Quickly we began to adapt to the short daylight hours. Outdoor activities had to be planned according to the civil twilight to get the views of the amazing landscapes and using a head torch soon became natural. Going for a run or exercise outdoors during polar night? Of course! Safety vest or high-visibility clothing on, headlamp, suitable active gear and let’s go! Basically, you can do everything as normal with just a little extra preparation. Being active as well as maintaining a daily schedule helped us feel energetic. Working and cuddling outside with the dogs in the fresh air keeps us happy, fit and physical – perfect! Combined with a balanced diet and spending time with friends we noticed how this helps a lot against tiredness. Also, your mindset plays a huge part. It is just as dark as you want it to be. With all the amazing phenomena like blue light, pinkish twilights, the magical northern lights, it is actually an awesome time to visit northern Norway.

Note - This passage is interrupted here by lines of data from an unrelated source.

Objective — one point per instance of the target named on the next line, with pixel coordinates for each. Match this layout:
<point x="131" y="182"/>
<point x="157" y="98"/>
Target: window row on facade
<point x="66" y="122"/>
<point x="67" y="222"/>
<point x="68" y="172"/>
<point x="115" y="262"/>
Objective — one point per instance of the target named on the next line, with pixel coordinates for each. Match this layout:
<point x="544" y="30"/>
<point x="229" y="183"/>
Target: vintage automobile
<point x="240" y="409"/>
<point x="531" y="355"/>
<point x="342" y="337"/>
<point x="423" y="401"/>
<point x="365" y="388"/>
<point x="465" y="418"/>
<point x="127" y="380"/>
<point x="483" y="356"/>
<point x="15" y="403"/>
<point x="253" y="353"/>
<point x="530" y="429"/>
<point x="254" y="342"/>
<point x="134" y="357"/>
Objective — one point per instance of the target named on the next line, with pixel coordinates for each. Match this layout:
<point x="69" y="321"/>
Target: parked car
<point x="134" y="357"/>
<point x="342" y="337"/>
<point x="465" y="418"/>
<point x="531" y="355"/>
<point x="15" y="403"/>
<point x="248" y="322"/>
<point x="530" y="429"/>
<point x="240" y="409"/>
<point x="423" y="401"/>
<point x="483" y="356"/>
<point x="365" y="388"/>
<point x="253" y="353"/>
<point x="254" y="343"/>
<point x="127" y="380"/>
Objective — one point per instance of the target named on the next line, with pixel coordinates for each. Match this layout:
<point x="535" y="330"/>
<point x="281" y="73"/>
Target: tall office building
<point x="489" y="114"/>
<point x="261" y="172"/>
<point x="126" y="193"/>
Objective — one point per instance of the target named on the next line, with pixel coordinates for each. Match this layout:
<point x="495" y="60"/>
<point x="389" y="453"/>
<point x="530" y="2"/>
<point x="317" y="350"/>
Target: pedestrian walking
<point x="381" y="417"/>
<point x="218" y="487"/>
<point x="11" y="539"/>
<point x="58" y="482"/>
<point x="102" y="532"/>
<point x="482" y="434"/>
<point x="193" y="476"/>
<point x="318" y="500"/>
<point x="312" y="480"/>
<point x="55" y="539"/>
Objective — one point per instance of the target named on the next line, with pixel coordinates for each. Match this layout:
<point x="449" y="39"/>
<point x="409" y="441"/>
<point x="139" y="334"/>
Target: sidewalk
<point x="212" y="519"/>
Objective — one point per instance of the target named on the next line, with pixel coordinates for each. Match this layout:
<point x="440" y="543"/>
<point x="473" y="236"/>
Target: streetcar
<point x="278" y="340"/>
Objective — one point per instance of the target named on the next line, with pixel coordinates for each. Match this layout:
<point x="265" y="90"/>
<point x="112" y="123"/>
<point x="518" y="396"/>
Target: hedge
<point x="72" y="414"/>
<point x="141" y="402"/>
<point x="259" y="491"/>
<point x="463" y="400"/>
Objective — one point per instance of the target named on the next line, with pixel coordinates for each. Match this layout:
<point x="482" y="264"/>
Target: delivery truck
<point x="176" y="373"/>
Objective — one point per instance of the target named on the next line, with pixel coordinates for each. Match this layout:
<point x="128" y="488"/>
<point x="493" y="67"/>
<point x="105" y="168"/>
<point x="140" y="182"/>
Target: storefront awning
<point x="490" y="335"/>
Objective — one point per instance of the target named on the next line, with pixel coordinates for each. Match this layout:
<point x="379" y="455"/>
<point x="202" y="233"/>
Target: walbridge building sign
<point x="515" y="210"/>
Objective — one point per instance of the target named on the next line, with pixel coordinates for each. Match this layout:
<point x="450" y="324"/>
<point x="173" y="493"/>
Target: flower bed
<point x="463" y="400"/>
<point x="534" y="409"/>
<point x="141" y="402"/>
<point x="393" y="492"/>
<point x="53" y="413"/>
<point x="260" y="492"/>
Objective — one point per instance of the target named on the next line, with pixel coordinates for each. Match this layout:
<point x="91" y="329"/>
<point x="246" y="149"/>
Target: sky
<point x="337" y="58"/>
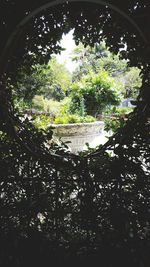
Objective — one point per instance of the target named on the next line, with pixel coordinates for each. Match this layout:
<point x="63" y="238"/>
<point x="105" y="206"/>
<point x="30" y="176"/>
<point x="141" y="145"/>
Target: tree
<point x="51" y="80"/>
<point x="100" y="58"/>
<point x="96" y="92"/>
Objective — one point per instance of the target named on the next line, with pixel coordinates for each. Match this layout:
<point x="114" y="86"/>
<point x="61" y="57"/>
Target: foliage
<point x="97" y="91"/>
<point x="99" y="58"/>
<point x="73" y="119"/>
<point x="51" y="81"/>
<point x="116" y="119"/>
<point x="61" y="208"/>
<point x="42" y="121"/>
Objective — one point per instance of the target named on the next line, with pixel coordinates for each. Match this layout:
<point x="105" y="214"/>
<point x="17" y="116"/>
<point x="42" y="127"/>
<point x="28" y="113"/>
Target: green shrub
<point x="42" y="121"/>
<point x="72" y="118"/>
<point x="117" y="119"/>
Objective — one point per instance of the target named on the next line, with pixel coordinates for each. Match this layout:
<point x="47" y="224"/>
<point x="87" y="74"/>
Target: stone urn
<point x="78" y="134"/>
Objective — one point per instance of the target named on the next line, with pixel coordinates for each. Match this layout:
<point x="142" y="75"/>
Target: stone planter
<point x="78" y="134"/>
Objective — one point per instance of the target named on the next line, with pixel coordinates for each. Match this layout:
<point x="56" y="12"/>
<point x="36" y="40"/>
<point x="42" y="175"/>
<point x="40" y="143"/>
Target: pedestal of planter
<point x="78" y="134"/>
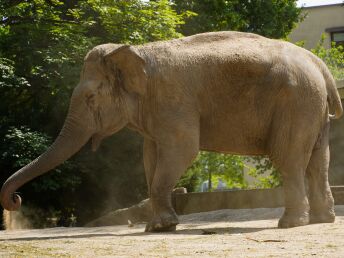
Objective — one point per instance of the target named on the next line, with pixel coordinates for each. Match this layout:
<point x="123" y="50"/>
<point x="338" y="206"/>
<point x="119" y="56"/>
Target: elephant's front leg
<point x="172" y="160"/>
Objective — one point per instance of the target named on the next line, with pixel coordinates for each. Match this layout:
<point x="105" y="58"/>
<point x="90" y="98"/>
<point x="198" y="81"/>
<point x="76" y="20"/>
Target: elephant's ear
<point x="132" y="68"/>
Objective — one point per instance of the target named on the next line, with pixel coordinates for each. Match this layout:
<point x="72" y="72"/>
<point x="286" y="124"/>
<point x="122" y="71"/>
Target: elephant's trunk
<point x="74" y="134"/>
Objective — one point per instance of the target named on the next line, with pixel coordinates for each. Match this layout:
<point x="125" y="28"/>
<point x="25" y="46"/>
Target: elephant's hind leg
<point x="172" y="160"/>
<point x="320" y="196"/>
<point x="290" y="154"/>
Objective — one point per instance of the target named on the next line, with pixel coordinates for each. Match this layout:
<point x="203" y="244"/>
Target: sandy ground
<point x="224" y="233"/>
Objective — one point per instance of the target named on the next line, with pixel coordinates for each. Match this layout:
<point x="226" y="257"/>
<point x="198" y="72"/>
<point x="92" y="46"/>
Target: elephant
<point x="228" y="92"/>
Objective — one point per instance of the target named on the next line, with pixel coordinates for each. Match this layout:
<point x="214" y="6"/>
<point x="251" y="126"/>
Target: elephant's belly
<point x="226" y="138"/>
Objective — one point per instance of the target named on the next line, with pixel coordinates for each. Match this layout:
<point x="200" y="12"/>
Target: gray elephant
<point x="228" y="92"/>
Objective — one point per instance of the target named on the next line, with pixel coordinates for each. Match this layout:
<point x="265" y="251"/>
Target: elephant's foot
<point x="163" y="222"/>
<point x="322" y="216"/>
<point x="293" y="219"/>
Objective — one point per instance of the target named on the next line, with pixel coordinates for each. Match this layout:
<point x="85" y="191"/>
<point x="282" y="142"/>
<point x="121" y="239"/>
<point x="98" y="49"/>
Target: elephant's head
<point x="103" y="102"/>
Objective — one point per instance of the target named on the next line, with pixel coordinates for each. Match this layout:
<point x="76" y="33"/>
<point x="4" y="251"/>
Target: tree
<point x="273" y="19"/>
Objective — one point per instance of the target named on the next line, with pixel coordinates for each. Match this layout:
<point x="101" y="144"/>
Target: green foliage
<point x="18" y="147"/>
<point x="268" y="18"/>
<point x="228" y="168"/>
<point x="137" y="22"/>
<point x="264" y="173"/>
<point x="333" y="57"/>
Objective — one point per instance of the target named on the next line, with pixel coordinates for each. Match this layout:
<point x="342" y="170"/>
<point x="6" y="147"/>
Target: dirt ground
<point x="224" y="233"/>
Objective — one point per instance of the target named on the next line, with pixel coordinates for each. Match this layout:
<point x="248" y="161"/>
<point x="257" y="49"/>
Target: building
<point x="318" y="20"/>
<point x="328" y="20"/>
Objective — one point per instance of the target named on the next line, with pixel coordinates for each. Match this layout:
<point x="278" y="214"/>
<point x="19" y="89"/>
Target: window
<point x="337" y="35"/>
<point x="338" y="38"/>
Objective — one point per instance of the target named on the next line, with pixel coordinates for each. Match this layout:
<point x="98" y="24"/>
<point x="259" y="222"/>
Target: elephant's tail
<point x="333" y="98"/>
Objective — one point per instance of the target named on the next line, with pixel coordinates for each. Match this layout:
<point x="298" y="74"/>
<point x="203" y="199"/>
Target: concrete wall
<point x="238" y="199"/>
<point x="318" y="19"/>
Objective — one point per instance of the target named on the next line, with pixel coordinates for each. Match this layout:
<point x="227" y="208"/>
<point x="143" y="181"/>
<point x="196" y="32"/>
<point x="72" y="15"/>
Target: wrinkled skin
<point x="227" y="92"/>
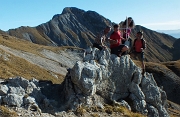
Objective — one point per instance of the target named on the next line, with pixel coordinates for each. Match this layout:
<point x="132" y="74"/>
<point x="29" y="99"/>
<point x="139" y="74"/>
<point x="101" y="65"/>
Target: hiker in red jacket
<point x="138" y="49"/>
<point x="115" y="42"/>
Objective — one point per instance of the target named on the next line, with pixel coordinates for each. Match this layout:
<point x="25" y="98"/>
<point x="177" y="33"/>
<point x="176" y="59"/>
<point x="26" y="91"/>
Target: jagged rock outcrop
<point x="103" y="78"/>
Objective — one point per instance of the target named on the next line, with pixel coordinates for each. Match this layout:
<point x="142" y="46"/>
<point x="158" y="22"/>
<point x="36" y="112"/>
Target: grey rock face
<point x="3" y="90"/>
<point x="13" y="100"/>
<point x="103" y="77"/>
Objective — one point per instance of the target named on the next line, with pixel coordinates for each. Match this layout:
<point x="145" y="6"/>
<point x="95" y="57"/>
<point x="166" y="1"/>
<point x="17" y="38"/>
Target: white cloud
<point x="170" y="25"/>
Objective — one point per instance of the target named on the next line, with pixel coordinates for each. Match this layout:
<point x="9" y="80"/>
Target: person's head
<point x="116" y="27"/>
<point x="139" y="35"/>
<point x="130" y="21"/>
<point x="107" y="29"/>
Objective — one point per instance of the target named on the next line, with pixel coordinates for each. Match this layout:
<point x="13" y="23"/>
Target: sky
<point x="152" y="14"/>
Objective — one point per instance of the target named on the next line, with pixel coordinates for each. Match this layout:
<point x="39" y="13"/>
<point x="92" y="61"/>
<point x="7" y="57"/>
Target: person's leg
<point x="141" y="58"/>
<point x="123" y="49"/>
<point x="114" y="51"/>
<point x="97" y="46"/>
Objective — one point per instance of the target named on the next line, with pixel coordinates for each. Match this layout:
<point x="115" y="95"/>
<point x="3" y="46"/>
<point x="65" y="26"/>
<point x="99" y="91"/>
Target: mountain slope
<point x="21" y="58"/>
<point x="159" y="46"/>
<point x="76" y="27"/>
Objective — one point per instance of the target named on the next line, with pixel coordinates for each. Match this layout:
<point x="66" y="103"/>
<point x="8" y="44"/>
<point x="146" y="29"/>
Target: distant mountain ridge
<point x="174" y="33"/>
<point x="76" y="27"/>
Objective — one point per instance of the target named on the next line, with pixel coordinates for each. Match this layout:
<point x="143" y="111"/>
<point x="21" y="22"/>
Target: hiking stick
<point x="142" y="57"/>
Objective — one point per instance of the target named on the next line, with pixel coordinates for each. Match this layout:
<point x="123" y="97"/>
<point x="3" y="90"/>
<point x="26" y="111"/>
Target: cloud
<point x="163" y="25"/>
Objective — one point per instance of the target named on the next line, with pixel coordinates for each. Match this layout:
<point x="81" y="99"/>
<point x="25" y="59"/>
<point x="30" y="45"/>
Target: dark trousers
<point x="117" y="50"/>
<point x="97" y="46"/>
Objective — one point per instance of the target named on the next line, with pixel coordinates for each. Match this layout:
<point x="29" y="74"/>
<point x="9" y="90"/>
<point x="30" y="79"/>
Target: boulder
<point x="105" y="78"/>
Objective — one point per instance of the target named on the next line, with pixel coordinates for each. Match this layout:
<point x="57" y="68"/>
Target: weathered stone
<point x="3" y="90"/>
<point x="114" y="78"/>
<point x="29" y="100"/>
<point x="17" y="90"/>
<point x="13" y="100"/>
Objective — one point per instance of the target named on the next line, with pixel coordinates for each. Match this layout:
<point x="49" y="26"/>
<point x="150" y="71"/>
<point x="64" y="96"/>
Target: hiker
<point x="127" y="26"/>
<point x="101" y="38"/>
<point x="115" y="42"/>
<point x="138" y="48"/>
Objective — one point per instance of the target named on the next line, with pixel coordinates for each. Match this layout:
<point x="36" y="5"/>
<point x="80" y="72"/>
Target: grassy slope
<point x="174" y="66"/>
<point x="16" y="66"/>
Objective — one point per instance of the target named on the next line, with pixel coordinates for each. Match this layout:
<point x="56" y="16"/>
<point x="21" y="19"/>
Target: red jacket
<point x="116" y="36"/>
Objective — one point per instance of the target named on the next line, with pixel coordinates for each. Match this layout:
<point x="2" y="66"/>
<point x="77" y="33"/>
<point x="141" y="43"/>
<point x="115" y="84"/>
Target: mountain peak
<point x="73" y="10"/>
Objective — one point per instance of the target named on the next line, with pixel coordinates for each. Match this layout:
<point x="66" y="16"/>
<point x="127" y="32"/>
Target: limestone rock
<point x="103" y="78"/>
<point x="3" y="90"/>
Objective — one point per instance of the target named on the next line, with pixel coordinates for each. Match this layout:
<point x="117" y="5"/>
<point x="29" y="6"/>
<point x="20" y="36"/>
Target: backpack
<point x="143" y="43"/>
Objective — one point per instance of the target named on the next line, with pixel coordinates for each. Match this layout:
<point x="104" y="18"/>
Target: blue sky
<point x="153" y="14"/>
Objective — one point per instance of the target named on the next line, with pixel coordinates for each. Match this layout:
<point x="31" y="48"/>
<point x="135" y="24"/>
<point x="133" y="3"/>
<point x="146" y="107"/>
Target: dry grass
<point x="23" y="45"/>
<point x="16" y="66"/>
<point x="4" y="112"/>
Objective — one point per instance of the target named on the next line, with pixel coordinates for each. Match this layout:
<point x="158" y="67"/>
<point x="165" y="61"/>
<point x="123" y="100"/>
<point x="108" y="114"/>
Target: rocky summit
<point x="101" y="78"/>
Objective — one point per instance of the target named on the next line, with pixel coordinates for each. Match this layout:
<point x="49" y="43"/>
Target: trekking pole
<point x="142" y="57"/>
<point x="126" y="27"/>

Staying ‘koselig’ over Christmas
The great thing about the ‘dark season’ is that it is the perfect excuse to curl up with a good book and hot chocolate by the fire – this is where the norwegian word ‘koselig’ comes in useful. It means to enjoy low light, simple food, calming music and a cosy fire. We are ready with a Christmas star in our cabin window and a huge lit-up Christmas tree in front of the dog garden – and of course some Gløgg and homemade “polar bear” cookies!
Winter above the arctic circle is a ‘dark’ time. But it also is the time of magical lights in various ways. It is a time to share the lights of hope, gratitude and love. Keep on shining!